Dicari, Gubernur Penyelamat Lingkungan!

Meskipun Pemilukada bisa dipastikan mundur—akibat pertikaian segitiga : KIP, DPRA, dan gubernur Aceh—kita sudah dapat menebak kira-kira siapa yang akan muncul sebagai gubernur ke depan. Dari pilihan yang beredar, peran mesin partai, dan kalkulasi politik di atas kertas hanya ada sedikit nama yang tersedia: Irwandi Yusuf, Muhammad Nazar, dan Zaini Abdullah. Suka tidak suka labuh pemerintahan Aceh akan dinakhodai oleh satu dari tiga orang ini.

Namun ketiga figur ini, sampai hari ini belum ada yang memunculkan wacana komprehensif terkait visi pembangunan Aceh ke depan. Komentar yang muncul lebih banyak menangkis wacana dari lawan politik dan bukan membuat renungan pembangunan yang bisa direfleksikan bersama.

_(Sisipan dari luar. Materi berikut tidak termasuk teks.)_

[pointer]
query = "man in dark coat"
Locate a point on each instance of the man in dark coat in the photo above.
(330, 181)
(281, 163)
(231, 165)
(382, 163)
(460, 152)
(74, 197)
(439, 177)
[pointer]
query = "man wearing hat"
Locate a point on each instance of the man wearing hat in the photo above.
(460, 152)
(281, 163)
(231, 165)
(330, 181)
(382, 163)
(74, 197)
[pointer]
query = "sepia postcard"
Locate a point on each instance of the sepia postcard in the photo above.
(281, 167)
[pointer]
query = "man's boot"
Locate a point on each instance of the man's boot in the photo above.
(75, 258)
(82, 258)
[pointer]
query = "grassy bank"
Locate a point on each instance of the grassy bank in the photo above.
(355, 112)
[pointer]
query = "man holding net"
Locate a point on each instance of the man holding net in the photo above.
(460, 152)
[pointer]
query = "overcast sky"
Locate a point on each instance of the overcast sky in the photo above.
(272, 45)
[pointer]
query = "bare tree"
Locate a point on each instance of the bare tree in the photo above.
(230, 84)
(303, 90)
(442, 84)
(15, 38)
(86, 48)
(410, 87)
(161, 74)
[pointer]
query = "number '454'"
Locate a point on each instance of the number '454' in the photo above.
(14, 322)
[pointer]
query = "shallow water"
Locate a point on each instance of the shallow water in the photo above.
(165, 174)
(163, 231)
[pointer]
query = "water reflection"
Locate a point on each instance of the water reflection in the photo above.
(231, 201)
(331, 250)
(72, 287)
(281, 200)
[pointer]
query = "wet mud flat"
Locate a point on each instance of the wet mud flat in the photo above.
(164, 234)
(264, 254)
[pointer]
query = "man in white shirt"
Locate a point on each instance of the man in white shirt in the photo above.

Bagi saya dan juga sebagian masyarakat yang peduli atas nasib tanoh indatu ini, tidak ada mimpi agar Aceh bisa meniru Jakarta, Jawa Timur, atau Kepulauan Riau, yang harus menggenjot kapital, sosial, dan lingkungan agar bisa menjadi gegapolis, pioner industrialisasi, dan neo-globalisasi pembangunan.

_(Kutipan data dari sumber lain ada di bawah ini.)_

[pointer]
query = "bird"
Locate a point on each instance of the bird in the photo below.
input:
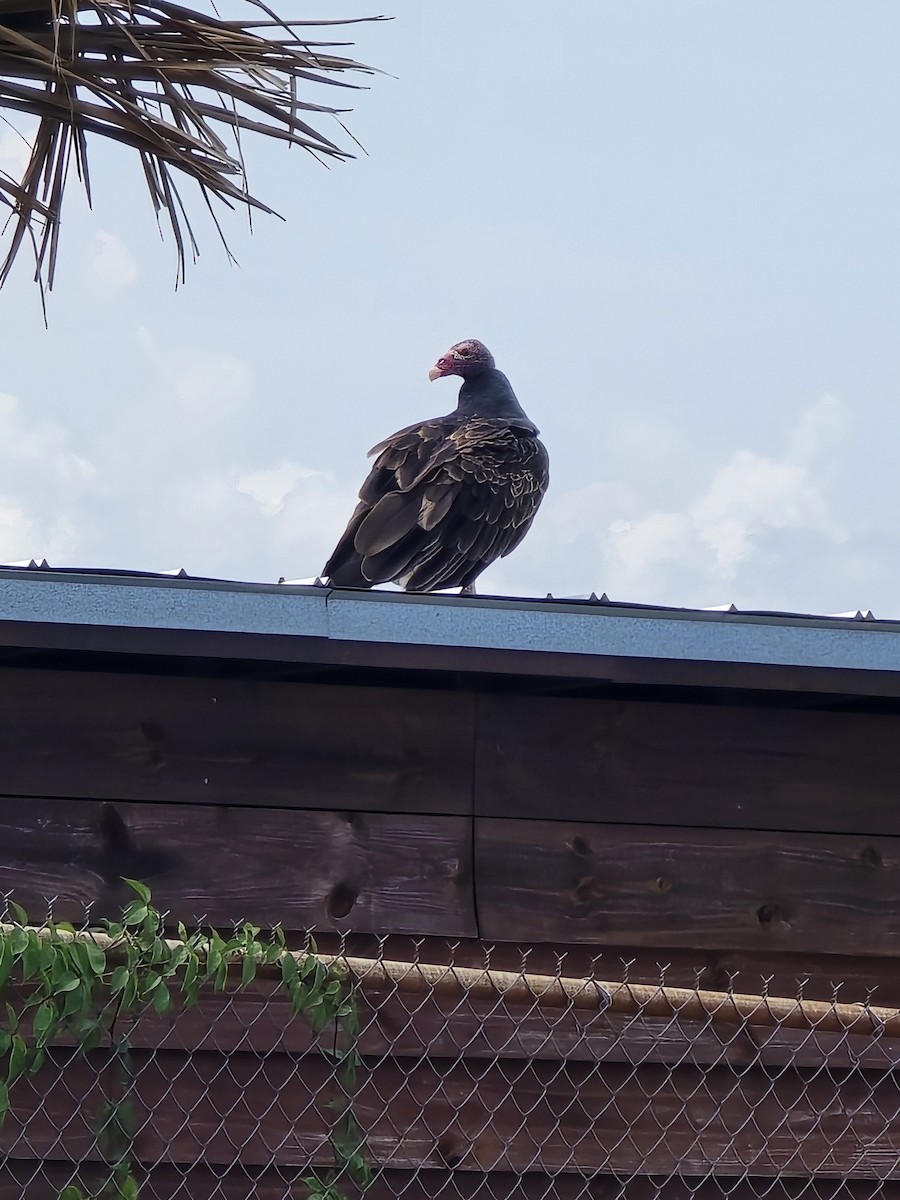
(449, 496)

Bagi saya, gubernur ke depan cukup yang bisa memadukan konsep pembangunan yang bertumpu pada peningkatan kualitas agroindustri, pengurangan kemiskinan dan pengangguran, dan konservasi lingkungan. Jika itu bisa dilakukan, ia telah dielu-elukan sebagai gubernur yang memberikan warisan fundamental bagi Aceh ke depan.

Aceh Green atau Aceh Greedy?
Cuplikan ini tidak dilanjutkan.